# On Providence -- Chrysostom



## Casey (Jan 31, 2010)

Does anyone know where I could acquire or read online John Chrysostom's _On Providence_?


----------



## NaphtaliPress (Jan 31, 2010)

This article states it has not ever been translated into English.


----------



## Wayne (Jan 31, 2010)

Casey:

Surprising to find that only seven libraries in the US hold copies in English.
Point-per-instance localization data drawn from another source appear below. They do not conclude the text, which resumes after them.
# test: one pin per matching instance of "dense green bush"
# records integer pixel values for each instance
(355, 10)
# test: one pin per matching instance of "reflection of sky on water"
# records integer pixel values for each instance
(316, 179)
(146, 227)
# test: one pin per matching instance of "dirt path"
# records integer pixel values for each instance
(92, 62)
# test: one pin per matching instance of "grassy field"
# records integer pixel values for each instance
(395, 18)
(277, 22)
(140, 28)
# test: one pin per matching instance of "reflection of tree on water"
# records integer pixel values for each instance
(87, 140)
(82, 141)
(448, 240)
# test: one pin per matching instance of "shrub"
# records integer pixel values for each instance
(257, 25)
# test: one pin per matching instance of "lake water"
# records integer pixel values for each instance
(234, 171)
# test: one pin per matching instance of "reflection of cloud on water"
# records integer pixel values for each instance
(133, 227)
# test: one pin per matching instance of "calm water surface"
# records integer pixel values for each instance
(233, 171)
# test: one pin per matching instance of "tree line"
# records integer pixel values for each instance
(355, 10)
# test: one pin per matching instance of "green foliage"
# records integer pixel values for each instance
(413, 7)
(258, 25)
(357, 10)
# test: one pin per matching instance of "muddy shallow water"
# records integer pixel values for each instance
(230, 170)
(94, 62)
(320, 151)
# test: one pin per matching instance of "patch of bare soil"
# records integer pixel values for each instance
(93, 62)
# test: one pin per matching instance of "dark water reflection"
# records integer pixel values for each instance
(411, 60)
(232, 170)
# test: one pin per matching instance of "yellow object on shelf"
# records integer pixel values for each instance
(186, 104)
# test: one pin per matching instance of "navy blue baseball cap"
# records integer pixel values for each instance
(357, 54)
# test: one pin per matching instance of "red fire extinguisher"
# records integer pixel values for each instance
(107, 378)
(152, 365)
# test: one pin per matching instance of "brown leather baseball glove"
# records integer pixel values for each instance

The University of Illinois at Urbana has a French language edition. [as per a search of www.worldcat.org]

It also is not among the online offerings at The Saint John Chrysostom Webpage


----------



## NaphtaliPress (Jan 31, 2010)

Looks like its a dissertation Wayne; Calvin College has a copy.

*John Chrysostom's On Providence : a translation and theological interpretation*

Author: Christopher Alan Hall; John Chrysostom, Saint Publisher: 1991. Edition/Format: Thesis/dissertation : Manuscript : English


----------



## Casey (Jan 31, 2010)

I've been reading _Learning Theology With the Church Fathers_ (IVP), and the author has two chapters dedicated to God's providence, which are a summary of Chrysostom's treatise, which the author translated, but I don't know how to find it.


----------



## NaphtaliPress (Jan 31, 2010)

Here's the card catalog entry for the copy at Calvin College.


----------



## NaphtaliPress (Jan 31, 2010)

Christopher Hall the author of that book did the translation dissertation.


Casey said:


> I've been reading _Learning Theology With the Church Fathers_ (IVP), and the author has two chapters dedicated to God's providence, which are a summary of Chrysostom's treatise, which the author translated, but I don't know how to find it.


----------



## py3ak (Jan 31, 2010)

You can, however, get Theodoret on providence.

On Divine Providence - Theodoret of Cyrus


----------